Piglets in the creep.
For the first few days, we help out by training the piglets to use the creep for all their warm napping purposes, by getting into the farrowing stall and tossing them under the heat lamp in the barred-off corner every time we walk past and they are not nursing.  Most of them get the picture within the first couple days, resulting in happy, warm piglet piles in a corner where the sow cannot smoosh them.  Often the mama pig lays with her nose a bit into the creep, the better to smell her little ones.  The smartest moms will lay with their belly parallel to the creep wall, so the piglets can venture out for short trips to feed and then retreat back into the warmth.  It's a system that's been working well for us so far.

Sometimes, though, the little things make a big difference.  Spot was in a farrowing stall that had an uneven floor, and she unfortunately got into the habit of wedging her large frame in a narrow valley next to the wall.  Her piglets arrived on Tuesday night, eleven of them, and a combination of her wedging and teetering on a high point resulted in three potentialities swiftly losing their foothold on life (I was away for about an hour with a cold one.  Leaving ten healthy potentials and coming back to seven makes for a rough night).  As soon as we realized the topography was the problem, we threw down nearly half a round bale's worth of hay to smooth things out and stayed up until 3:00 am until we saw that she'd settled down and picked a safer place to sleep.

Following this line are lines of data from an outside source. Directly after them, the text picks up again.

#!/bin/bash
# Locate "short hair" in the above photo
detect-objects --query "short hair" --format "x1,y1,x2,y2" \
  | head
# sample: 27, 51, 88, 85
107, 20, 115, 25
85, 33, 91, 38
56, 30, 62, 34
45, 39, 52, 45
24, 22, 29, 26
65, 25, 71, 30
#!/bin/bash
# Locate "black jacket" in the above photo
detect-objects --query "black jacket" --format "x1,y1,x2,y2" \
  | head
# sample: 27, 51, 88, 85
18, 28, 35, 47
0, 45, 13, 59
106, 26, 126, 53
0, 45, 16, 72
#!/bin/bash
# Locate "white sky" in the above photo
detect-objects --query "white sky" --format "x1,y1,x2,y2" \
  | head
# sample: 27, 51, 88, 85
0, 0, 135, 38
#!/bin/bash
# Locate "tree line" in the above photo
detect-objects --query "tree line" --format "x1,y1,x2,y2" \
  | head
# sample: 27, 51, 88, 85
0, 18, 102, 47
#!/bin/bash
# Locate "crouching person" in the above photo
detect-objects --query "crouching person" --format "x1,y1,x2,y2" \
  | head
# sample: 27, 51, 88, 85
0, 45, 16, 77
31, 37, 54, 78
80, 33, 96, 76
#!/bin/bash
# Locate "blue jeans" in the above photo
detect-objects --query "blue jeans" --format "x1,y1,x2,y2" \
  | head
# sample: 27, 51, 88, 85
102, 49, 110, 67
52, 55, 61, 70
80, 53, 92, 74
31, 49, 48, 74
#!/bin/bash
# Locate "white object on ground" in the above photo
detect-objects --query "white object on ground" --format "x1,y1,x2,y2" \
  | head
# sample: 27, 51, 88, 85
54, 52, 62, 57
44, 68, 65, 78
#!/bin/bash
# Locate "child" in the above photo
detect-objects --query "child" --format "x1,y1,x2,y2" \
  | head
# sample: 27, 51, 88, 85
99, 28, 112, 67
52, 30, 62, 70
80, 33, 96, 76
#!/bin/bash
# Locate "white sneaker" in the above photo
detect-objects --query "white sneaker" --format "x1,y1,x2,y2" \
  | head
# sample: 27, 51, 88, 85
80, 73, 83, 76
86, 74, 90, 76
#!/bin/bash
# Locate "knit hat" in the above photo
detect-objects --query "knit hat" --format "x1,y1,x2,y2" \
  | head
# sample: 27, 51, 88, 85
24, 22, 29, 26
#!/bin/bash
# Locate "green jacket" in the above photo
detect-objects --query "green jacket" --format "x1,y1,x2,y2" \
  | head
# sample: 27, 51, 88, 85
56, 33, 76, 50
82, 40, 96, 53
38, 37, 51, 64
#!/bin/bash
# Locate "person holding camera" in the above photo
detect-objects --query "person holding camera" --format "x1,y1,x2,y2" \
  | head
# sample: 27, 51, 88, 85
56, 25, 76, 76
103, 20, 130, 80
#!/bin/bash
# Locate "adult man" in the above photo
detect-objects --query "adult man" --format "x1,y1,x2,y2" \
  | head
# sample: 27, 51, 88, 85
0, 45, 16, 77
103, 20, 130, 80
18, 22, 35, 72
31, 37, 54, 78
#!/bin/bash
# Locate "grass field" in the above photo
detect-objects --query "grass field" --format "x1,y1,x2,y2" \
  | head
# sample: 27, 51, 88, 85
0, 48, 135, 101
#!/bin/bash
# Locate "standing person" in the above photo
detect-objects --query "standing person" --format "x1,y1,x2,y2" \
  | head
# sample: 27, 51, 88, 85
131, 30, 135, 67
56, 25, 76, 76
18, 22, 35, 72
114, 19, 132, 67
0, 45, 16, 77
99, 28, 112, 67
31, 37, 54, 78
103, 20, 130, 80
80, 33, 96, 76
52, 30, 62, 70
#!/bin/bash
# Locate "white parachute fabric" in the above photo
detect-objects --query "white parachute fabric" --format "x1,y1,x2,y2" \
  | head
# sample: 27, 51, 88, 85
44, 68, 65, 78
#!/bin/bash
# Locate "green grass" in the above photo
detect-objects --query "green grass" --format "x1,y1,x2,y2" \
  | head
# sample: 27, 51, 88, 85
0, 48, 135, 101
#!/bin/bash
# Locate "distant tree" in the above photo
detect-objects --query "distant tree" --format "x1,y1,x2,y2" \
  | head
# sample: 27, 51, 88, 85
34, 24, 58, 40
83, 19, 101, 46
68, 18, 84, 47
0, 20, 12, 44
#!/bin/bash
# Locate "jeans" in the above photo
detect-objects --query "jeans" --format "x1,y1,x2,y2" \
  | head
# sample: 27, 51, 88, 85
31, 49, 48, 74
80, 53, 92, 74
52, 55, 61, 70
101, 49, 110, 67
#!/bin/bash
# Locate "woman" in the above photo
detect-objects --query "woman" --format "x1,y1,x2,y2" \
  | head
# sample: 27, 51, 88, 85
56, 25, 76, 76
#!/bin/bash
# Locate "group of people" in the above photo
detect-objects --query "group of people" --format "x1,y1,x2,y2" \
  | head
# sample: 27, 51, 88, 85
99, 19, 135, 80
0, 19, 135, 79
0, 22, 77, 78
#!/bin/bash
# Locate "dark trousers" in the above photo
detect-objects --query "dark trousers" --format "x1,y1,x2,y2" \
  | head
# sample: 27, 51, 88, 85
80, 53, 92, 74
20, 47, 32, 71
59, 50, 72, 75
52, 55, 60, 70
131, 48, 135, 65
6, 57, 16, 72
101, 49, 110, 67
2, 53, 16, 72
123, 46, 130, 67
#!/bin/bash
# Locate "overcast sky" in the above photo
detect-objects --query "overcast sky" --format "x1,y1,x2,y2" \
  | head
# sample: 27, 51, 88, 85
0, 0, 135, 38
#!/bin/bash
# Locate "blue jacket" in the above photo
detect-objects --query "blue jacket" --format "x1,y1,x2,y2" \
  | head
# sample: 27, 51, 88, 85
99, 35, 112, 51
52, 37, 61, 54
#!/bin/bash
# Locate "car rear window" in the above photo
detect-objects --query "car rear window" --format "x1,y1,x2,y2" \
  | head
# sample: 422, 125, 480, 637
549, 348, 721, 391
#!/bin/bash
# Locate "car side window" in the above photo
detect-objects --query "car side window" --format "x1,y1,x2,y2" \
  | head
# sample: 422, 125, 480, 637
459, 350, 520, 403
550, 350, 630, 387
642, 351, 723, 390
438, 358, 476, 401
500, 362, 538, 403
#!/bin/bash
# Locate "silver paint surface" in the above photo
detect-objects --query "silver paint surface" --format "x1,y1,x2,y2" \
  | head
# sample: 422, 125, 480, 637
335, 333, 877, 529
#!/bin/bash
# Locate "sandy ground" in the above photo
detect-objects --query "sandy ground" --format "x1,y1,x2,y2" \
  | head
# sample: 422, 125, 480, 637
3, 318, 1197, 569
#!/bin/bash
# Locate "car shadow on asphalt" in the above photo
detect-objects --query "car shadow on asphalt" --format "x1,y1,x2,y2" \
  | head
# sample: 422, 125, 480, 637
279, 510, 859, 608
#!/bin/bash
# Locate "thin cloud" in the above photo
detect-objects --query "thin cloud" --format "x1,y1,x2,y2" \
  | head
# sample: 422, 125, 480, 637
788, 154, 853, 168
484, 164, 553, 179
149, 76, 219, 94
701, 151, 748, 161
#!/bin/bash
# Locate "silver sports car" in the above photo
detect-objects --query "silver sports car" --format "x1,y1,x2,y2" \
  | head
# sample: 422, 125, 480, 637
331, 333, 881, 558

She lost another one on the second night; it disappeared, we assume, into the hay somewhere (disappeared piglets happen sometimes, which is not pleasing at all, but is just part of the deep bedding way, I suppose).  Another one slipped away on the hearth just now, the same cold piglet from the first night, who never, it seems, figured it out.  Sometimes an almost-piglet or two from a litter is not all there in the head; these are the ones that most often end up crushed, or huddled in a corner.  We don't get that down about those losses; especially with an animal that has such high litter numbers, some of them just aren't made to cut it.

Eleven to six is the worst piglet outcome we've had yet by far, but oddly enough it is about normal, or better, than lots of folks who are raising pigs the way we are.  A local farmer went from fifteen piglets in two litters to three piglets from both litters combined.  Another local farm is pleased when they get four or five survivors from a litter.  Given that this batch was mostly infrastructure/farmer error, I still feel strongly that our way is better for moms, piglets, and herd than farrowing crates.

We have two gilts (lady pigs who have never had piglets) who were bred at the same time as Spot and Scar, but are a month or so behind in gestation.  It will be interesting to experience births with new mothers again, but we are very excited to see what come of them.

Despite the poor showing by winter this year, everyone is ready for some time in the sun.